Insights from SQD’s Broadcast with M31 Capital

After announcing our partnership with M31 Capital, our two co-founders went live with M31’s David Attermann to discuss our plans and share some insights into the reasoning behind SQD’s development. 

You can view the full recording here: https://x.com/i/broadcasts/1nAKEpvkYpbxL 

Why did M31 invest in SQD? 

Normally, you see announcements of investments after the fact, and there is little transparency in investors' reasoning. Not this time. During the Broadcast, David from M31 shared their thesis and explained how SQD fit into that. 

In general, M31 is focused on infrastructure and middleware, and in particular, the data layer. While well-understood in the traditional web it is a very underrated and misunderstood section in Web3. 

Ever since the Google Cloud partnership, SQD has been on his radar. He started doing due diligence on it, diving deep into the network architecture and quickly realizing that it was a completely different way to do data. Moreover, he quickly understood that once fully developed, it would enable data functionality not even possible in Web2. 

In short, David had come across exactly what VCs dream of: an investment opportunity that is unique but currently misunderstood. As he put it, SQD will provide valuable functionality in the future and, therefore, is a long-term investment. 

A decisive factor was also that SQD emphasized verifiability and designed the network with unit economics in mind to ensure that even growth in the billions would not break it or make it extraordinarily expensive to use. 

Overally, M31’s thesis aligned very closely with SQD’s values, and David shared he knew instantly that our Co-Founders were the real day (which regrettably is rare in this industry).

Why is SQD excited about working with M31 Capital? 

Marcel, SQD Co-Founder, shared that it’s very rare for a VC in crypto, especially a liquid investment fund, to feature such technically sophisticated people as we encountered at M31. Since SQD is laser-focused on product, it’ll be highly beneficial to tap into the expertise of the M31 team. 

Origin Story of SQD & Differentiation 

SQD CEO and Co-founder Dmitry Zhelezov went down memory lane, sharing that SQD started three years ago as an attempt to fix a specific problem: trying to index blockchain data for a video streaming platform. They quickly discovered that the bottleneck for accessing onchain data was the RPC taking hours to sync without providing any flexibility. As a quick fix, they started adding data to a more efficient database, and the first prototype was born. After a Hackathon win, projects started expressing interest and Dmitry realized he had to build something that scales and not just rely on a simple database. That’s how SQD was born. 

In the long run, SQD isn’t just for indexing but an attempt to completely overhaul the way Web3 data is accessed at scale. It combines DePIN with the advances in data technologies from Web2. 

Scalability 

Through decentralizing the data lake, it scales with every node. Each worker contributes 1GB per second in throughput capacity, and each node is a small DB in itself. Therefore, as a whole, they are able to pool Terabytes of data and deliver them quickly to consumers. 

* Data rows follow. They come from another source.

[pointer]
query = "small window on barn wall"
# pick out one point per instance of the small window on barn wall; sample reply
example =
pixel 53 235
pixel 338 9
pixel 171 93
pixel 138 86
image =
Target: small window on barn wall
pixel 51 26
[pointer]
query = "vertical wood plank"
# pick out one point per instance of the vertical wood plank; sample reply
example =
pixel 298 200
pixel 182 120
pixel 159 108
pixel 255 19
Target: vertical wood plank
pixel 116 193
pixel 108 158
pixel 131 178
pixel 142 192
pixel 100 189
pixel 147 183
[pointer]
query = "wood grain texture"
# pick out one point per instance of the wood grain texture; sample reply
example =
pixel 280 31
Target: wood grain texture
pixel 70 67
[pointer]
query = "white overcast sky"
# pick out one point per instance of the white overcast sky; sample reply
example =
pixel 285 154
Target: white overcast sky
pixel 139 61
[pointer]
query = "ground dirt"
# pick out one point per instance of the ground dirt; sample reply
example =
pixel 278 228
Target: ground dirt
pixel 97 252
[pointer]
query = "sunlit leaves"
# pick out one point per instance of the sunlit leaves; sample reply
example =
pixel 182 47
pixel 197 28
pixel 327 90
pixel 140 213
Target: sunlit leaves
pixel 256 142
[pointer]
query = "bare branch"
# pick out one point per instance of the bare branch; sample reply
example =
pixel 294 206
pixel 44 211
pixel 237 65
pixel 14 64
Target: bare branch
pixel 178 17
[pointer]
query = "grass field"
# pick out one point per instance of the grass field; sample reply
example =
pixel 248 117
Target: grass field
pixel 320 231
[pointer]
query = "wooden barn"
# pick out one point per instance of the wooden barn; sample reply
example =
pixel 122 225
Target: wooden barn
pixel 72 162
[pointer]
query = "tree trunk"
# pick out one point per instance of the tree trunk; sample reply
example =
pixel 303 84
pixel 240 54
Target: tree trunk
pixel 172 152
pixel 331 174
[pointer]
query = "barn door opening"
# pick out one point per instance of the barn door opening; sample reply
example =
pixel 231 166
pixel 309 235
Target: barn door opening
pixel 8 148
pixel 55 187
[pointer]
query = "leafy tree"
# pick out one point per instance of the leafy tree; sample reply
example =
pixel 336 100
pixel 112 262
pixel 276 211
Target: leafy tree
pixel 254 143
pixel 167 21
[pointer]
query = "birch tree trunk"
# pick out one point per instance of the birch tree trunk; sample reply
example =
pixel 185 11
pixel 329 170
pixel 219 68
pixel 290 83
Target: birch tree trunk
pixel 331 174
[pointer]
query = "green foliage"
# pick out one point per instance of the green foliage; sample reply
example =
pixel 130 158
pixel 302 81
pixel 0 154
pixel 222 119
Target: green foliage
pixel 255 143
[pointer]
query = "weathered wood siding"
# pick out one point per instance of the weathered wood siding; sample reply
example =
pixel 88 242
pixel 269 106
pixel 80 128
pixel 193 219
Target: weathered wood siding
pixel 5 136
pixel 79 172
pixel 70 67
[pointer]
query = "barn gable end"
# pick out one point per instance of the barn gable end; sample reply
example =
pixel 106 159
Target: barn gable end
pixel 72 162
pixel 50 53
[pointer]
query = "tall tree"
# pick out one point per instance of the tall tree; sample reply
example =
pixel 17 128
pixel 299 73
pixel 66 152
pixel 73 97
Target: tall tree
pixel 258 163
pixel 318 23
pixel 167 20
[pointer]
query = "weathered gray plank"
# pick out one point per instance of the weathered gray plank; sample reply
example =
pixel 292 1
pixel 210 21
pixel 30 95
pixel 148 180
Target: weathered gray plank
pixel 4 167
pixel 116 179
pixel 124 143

By tailoring to a specific problem, SQD achieves a 100x more efficient solution for querying. It’s not a one-size fits solution as other indexers. 

Flexibility 

There are probably hundreds of data use cases we haven’t even thought of. That’s why SQD stores raw data directly, providing devs with a familiar experience while also allowing them to be creative with it. 

By putting all the tooling to handle data on the client side, we solve data access at scale without worrying about how data is encoded or the different implementations that exist. Everything is solved on the client side, where devs can split and manage data as they desire. 

Network Economics 

As David points out, this is an area that is not enough discussed in crypto. Yet, at SQD, we got it sorted. The main idea is to balance supply with demand and decentralize over time. To achieve decentralization, hardware requirements for running worker nodes need to be low to allow people to run nodes even when rewards are small. 

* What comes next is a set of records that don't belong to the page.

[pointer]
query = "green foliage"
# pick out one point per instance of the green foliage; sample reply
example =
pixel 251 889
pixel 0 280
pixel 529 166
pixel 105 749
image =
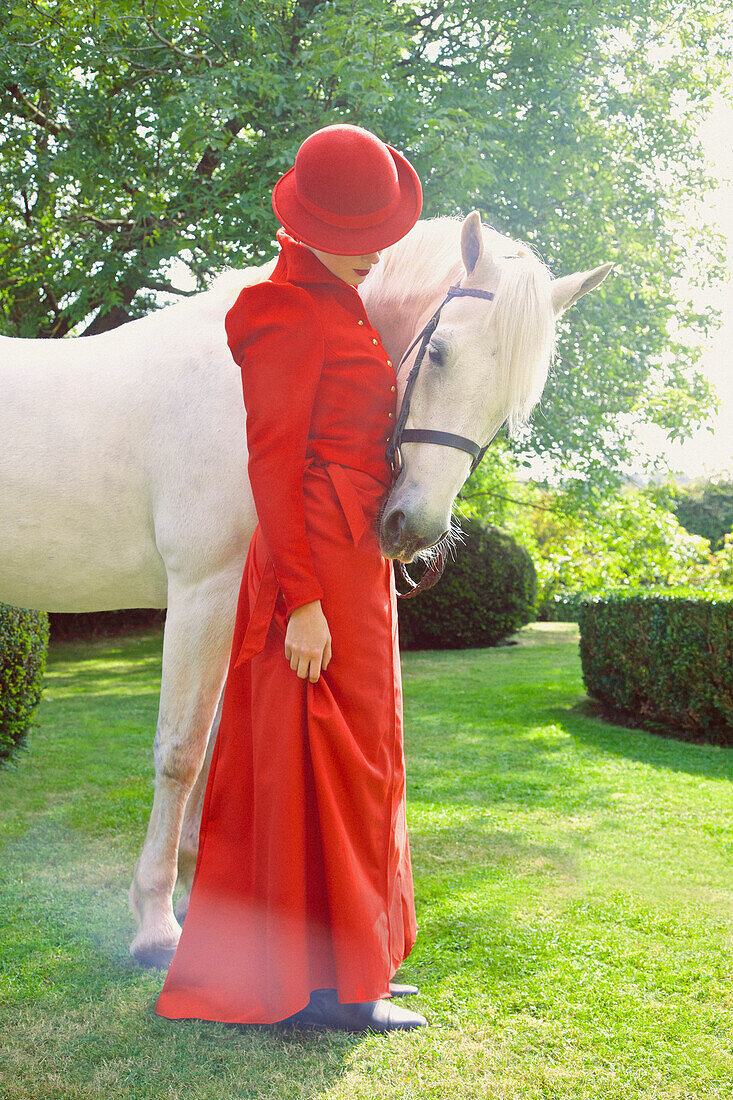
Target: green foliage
pixel 597 541
pixel 483 596
pixel 141 134
pixel 706 508
pixel 662 659
pixel 23 647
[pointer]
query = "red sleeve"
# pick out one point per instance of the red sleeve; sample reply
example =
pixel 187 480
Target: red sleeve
pixel 279 344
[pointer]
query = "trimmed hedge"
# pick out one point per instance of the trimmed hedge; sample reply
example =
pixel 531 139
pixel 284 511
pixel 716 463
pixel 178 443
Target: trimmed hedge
pixel 483 596
pixel 662 659
pixel 23 648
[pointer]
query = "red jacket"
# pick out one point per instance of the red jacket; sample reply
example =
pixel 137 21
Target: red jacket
pixel 316 381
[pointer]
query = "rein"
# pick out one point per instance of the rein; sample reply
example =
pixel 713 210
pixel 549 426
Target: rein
pixel 434 571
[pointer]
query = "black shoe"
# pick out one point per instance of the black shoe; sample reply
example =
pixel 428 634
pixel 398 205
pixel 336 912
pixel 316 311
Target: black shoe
pixel 397 989
pixel 326 1012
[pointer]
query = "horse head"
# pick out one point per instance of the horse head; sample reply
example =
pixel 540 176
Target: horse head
pixel 483 363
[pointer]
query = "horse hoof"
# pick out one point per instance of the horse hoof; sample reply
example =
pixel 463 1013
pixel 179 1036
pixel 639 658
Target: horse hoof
pixel 153 955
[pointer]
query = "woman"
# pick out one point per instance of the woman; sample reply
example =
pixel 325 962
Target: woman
pixel 302 903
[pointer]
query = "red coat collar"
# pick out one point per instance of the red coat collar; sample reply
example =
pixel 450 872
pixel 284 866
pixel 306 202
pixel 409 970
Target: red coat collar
pixel 297 264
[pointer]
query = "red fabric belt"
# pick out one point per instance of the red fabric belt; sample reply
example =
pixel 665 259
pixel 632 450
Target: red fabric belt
pixel 267 589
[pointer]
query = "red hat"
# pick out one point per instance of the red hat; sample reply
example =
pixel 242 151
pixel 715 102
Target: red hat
pixel 348 194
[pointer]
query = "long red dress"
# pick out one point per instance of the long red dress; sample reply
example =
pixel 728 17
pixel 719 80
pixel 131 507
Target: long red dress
pixel 304 879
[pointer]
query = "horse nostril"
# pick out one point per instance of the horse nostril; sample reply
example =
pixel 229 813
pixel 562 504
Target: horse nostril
pixel 394 526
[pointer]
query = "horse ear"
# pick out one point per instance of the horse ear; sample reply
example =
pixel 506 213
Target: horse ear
pixel 471 241
pixel 569 288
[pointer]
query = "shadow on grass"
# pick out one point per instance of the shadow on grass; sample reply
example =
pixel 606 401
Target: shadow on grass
pixel 65 928
pixel 667 752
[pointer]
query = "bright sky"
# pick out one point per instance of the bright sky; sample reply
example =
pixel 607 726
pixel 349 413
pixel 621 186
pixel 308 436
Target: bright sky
pixel 711 452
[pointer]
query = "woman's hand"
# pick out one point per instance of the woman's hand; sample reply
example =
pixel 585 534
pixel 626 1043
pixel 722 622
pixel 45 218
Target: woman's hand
pixel 308 640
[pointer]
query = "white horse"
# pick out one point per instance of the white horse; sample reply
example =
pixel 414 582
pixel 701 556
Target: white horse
pixel 123 480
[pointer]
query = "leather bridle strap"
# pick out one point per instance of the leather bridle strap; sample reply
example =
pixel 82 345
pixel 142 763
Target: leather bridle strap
pixel 429 436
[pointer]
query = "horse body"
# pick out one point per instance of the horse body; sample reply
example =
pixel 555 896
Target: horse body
pixel 123 481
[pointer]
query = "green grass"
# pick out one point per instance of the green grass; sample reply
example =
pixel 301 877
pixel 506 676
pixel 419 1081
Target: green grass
pixel 573 890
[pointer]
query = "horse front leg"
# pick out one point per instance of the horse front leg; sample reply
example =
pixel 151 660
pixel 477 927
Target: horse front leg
pixel 192 824
pixel 196 646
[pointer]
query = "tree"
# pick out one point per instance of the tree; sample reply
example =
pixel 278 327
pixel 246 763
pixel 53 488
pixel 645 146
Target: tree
pixel 142 132
pixel 704 508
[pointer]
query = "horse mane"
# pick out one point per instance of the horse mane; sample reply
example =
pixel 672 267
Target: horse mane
pixel 417 271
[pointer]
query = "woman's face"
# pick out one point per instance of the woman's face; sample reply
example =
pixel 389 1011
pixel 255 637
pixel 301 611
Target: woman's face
pixel 352 270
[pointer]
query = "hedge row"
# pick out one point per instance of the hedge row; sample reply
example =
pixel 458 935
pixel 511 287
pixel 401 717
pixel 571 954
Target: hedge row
pixel 23 647
pixel 662 659
pixel 482 597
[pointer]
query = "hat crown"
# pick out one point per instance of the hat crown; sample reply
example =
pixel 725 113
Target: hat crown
pixel 343 172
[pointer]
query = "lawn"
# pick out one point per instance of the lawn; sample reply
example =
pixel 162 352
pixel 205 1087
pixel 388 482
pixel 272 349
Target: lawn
pixel 573 890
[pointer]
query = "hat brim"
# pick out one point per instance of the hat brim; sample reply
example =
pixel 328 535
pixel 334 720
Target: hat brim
pixel 350 242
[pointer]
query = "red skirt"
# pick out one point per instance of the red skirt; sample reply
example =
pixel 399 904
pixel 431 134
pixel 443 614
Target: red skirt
pixel 304 878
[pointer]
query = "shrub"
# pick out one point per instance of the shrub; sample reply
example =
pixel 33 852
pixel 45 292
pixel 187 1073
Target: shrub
pixel 487 594
pixel 23 647
pixel 561 607
pixel 662 659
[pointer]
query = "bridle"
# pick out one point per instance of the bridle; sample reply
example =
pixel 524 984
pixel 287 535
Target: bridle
pixel 428 435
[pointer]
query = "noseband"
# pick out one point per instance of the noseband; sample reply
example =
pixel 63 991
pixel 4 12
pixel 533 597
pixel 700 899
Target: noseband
pixel 427 435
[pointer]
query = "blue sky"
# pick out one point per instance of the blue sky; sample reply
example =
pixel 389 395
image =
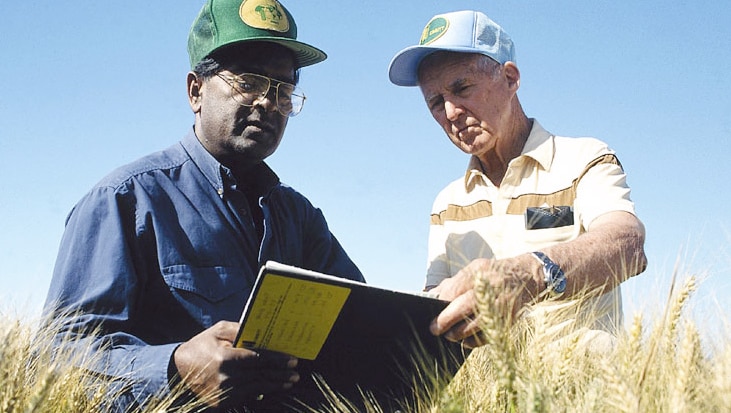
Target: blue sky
pixel 90 85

Of course the question then is: but how do you know the right amount of tokens? You don’t. That’s why, instead of fixing inflation from the start, SQD opted for a fixed reward pool for the bootstrapping period - structured in a way to achieve maximum decentralization. This also means that some investors weren’t happy to realize that the more they delegated the lower their rewards became. 

[At this point, Marcel mentions that people in crypto need to realize that to earn rewards one has to work - like in the real economy - and not expect to get money for just being there…]

Anyway, there is a good reason for this, as it’s best for the network to have many people delegate and run worker nodes rather than just a select few. 

Once the bootstrap period is over, we’ll better understand rewards and costs and set inflation accordingly. At the same time, we’ll likely trigger a fee switch on the supply side, where people who have so far locked tokens for higher rate limits will switch to a subscription model. 

Game Plan 

The entire game plan can be found here. 

Gateway 2.0 

Currently, to access the SQD network, consumers have to bond SQD and run a gateway—basically a piece of software that acts as a proxy service. It’s sequential, and you have to wait for responses. With the introduction of 2.0, all of this is getting smarter. Gateway 2.0 will pre-fetch and allocate data, eventually eliminating the need entirely to have an RPC on the downstream client. 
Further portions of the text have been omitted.